沙滩、街道、房屋,到处都是尸体、鲜血、破碎的兵器、燃烧的木屋。
海风吹来,全是血腥味和硝烟味。
皮亚克踩着沙滩上岸。
靴子踩在血水里,发出轻微的声响。
他看都没看满地尸体。
只是抬头望向这座海滨小城,眼神平静,没有一丝波澜。
落后的文明,就该被征服。
他抬手,指向城门。
“进城。”
“占领这里。”
“竖起帝国旗帜。”
士兵们欢呼一声,端着火枪冲了上去。
城门被火炮轰开。
印尼国的第一个港口,彻底落入神圣帝国手中。
……
接下来的几天,南洋印尼国,彻底成了人间炼狱。
皮亚克的军队,一上岸就没打算留手。
火枪上膛,火炮架稳,整队整队往内陆推。
村庄、集镇、小城,一路碾过去。
男人反抗,当场射杀。
女人哭喊,被士兵拖拽。
粮仓、金银、香料、绸缎,凡是值钱的,全都搬上船。
房子不顺眼,一把火烧掉。
浓烟从海岸往内陆飘,几天几夜不散。
百姓吓得躲进屋里,不敢出声。
屋外全是听不懂的咆哮、脚步声、枪声、哭喊声。
有人从门缝往外看一眼,只看见到处是火,到处是血,金发碧眼的士兵像恶鬼一样横行。
“那是什么兵啊……”
“手里拿的是什么妖物?一响就死人!”
“跑啊,快跑!”
可往哪里跑。
四面八方都是枪声。
印尼国的国王在王宫里听得心惊肉跳。
战报一封接一封送进来,全是败报。
港口丢了。
县城丢了。
守军一触即溃。
国王脸色惨白,拍着桌子大吼:
“抵抗!全都给我抵抗!不许退!把这些敌人赶出去!”
传令兵飞奔出城。
军队被逼着往前线调。
一队一队的士兵,拿着长刀、长矛、弓箭,匆匆往城外赶。
路上挤满了人,脚步杂乱,盔甲不齐,很多人连像样的武器都没有。
百姓站在路边看着,有人忍不住叹气。
“抵抗有什么用啊……”
“咱们的刀还没碰到人家,就被那铁管子打死一片。

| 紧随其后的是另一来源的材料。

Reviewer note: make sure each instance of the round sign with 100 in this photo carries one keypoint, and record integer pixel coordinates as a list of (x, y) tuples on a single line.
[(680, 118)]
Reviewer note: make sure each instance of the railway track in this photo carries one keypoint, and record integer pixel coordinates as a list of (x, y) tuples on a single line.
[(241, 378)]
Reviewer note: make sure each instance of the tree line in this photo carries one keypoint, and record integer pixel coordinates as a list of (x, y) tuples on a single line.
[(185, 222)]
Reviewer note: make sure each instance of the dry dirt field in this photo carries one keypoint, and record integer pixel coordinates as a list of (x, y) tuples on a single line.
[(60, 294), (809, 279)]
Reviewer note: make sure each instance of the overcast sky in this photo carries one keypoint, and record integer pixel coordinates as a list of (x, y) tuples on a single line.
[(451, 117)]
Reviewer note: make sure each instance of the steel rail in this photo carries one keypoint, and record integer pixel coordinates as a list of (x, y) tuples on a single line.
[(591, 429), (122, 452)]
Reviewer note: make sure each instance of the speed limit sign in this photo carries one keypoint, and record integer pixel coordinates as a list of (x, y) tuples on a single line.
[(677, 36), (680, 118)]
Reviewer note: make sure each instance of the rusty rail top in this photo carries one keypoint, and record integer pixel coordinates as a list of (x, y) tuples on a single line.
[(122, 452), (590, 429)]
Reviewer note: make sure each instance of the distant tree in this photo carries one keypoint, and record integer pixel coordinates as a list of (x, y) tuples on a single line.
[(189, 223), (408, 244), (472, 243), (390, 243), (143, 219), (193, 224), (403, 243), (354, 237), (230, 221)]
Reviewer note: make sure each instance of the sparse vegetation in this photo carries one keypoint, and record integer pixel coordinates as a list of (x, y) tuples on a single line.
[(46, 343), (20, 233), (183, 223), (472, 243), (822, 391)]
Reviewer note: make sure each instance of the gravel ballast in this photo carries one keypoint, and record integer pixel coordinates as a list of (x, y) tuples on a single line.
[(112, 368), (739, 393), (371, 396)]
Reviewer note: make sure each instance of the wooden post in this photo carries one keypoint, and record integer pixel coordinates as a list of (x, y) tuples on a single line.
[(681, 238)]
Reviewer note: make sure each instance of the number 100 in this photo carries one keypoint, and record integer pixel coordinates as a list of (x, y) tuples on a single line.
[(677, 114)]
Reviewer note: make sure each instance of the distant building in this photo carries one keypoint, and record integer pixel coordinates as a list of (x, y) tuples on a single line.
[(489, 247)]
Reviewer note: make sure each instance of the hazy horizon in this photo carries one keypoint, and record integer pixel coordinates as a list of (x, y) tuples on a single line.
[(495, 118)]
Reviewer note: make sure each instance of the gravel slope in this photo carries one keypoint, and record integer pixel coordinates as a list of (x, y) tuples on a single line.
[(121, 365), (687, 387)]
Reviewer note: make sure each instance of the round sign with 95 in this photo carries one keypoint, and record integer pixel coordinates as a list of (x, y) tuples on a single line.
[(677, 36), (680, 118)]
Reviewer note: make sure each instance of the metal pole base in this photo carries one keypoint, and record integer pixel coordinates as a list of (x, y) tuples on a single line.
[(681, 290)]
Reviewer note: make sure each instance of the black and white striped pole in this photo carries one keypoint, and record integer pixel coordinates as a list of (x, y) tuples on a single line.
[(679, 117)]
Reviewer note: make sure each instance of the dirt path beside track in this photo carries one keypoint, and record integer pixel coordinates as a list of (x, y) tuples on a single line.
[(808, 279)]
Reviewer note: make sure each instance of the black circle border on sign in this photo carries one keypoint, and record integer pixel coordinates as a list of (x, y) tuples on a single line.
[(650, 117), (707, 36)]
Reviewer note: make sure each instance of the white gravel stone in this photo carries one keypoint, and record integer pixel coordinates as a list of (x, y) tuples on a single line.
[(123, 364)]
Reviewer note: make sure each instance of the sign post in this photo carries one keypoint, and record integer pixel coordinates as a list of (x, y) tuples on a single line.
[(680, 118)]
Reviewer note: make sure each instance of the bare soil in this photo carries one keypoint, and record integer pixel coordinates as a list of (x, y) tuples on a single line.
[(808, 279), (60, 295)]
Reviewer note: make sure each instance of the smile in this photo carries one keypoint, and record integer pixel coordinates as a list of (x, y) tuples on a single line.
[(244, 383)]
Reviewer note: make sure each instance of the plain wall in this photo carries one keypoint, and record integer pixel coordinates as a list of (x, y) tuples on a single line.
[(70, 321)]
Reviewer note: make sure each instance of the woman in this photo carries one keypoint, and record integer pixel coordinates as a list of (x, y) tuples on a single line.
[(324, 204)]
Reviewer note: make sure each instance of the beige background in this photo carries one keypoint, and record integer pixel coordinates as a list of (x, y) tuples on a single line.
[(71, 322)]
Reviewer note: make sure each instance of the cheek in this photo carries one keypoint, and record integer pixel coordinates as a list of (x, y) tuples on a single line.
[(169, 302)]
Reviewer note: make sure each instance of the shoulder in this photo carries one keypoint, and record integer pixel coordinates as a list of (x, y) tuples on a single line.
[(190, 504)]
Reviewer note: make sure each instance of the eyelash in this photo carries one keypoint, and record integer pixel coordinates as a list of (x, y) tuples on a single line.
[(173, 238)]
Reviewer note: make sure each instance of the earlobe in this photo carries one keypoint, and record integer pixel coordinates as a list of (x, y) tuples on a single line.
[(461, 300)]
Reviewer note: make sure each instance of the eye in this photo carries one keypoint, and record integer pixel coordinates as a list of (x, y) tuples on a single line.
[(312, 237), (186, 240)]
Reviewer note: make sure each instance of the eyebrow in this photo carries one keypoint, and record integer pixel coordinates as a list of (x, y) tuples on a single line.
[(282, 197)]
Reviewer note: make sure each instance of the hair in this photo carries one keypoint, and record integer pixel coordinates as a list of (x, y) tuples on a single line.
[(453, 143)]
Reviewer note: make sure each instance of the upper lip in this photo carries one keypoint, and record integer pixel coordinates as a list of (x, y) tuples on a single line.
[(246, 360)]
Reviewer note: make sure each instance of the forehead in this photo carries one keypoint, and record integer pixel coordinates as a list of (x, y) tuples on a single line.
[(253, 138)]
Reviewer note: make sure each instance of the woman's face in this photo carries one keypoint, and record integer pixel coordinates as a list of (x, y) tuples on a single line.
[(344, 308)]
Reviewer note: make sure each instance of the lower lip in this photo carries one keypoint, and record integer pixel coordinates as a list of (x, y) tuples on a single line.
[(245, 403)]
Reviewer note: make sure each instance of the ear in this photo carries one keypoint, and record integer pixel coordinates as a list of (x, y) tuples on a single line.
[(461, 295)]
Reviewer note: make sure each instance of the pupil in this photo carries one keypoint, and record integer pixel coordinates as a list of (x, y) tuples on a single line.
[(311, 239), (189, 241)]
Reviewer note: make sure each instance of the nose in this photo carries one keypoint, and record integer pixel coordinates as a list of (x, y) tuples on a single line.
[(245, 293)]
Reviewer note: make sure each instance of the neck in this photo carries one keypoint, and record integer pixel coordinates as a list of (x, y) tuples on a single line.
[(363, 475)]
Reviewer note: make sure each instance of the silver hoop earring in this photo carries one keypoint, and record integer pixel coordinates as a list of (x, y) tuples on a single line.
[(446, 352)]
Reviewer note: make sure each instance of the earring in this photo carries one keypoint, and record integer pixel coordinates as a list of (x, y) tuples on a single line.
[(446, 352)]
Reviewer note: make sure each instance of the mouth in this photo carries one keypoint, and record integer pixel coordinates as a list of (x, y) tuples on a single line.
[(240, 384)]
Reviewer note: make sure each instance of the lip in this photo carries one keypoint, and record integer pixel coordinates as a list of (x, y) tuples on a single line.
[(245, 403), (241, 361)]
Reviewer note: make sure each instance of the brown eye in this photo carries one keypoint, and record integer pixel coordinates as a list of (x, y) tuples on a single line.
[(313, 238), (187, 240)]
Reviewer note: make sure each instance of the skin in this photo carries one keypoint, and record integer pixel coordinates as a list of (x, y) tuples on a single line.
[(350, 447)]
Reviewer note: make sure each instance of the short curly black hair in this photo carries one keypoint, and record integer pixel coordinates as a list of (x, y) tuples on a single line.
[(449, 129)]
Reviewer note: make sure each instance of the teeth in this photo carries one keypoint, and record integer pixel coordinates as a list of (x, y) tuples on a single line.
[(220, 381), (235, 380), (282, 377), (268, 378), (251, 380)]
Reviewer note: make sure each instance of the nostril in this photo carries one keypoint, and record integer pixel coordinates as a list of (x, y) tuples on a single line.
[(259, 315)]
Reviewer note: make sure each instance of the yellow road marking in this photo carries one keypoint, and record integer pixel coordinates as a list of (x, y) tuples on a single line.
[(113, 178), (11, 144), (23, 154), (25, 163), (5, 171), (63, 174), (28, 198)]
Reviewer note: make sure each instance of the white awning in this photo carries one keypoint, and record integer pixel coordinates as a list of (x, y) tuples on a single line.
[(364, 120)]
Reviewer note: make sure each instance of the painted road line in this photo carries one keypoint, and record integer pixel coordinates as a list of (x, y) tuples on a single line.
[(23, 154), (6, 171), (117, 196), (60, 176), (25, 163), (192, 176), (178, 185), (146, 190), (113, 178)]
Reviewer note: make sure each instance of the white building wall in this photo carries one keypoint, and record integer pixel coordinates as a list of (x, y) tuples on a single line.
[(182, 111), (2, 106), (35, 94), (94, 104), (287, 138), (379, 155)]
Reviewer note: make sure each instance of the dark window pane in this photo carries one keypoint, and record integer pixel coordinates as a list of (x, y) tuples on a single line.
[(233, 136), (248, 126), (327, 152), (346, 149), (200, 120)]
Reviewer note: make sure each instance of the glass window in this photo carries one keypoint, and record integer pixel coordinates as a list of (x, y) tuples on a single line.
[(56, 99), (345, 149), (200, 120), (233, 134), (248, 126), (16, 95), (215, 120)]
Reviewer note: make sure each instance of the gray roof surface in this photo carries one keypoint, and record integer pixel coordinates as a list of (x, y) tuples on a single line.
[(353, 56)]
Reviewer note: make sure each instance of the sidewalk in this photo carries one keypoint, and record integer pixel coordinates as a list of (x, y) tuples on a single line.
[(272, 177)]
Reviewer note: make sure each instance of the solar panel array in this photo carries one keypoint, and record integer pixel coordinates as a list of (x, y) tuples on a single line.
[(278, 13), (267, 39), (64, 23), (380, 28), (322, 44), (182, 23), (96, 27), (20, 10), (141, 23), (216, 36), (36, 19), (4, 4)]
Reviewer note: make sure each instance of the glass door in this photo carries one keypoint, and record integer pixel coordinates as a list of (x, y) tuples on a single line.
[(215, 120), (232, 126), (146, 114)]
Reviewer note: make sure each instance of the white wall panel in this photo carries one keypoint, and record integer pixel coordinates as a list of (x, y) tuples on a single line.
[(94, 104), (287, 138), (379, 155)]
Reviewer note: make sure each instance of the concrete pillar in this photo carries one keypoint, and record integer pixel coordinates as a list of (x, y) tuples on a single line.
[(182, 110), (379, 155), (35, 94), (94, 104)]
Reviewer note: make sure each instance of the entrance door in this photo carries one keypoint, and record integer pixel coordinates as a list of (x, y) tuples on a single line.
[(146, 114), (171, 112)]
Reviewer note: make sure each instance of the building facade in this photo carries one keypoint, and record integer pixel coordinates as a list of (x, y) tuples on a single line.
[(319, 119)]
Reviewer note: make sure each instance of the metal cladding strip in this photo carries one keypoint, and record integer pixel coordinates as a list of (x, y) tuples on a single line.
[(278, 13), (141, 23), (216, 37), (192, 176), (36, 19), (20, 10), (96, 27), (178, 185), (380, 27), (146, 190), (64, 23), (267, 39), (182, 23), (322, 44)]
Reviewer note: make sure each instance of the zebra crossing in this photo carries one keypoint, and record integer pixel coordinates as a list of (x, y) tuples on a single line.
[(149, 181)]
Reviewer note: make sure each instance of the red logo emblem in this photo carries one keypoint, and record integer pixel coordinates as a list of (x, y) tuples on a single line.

”
“国王只知道喊抵抗,他知道敌人有多吓人吗?”
“这仗,根本没法打啊……”
抱怨归抱怨,没人敢大声说。
军队还是被驱赶到了前线。
可一接战,立刻原形毕露。
印尼士兵呐喊着冲上去。
迎接他们的不是对砍,不是厮杀。
是一排齐射的火枪。
砰——砰——砰——
前排士兵成片倒下,血花溅在后面人的脸上。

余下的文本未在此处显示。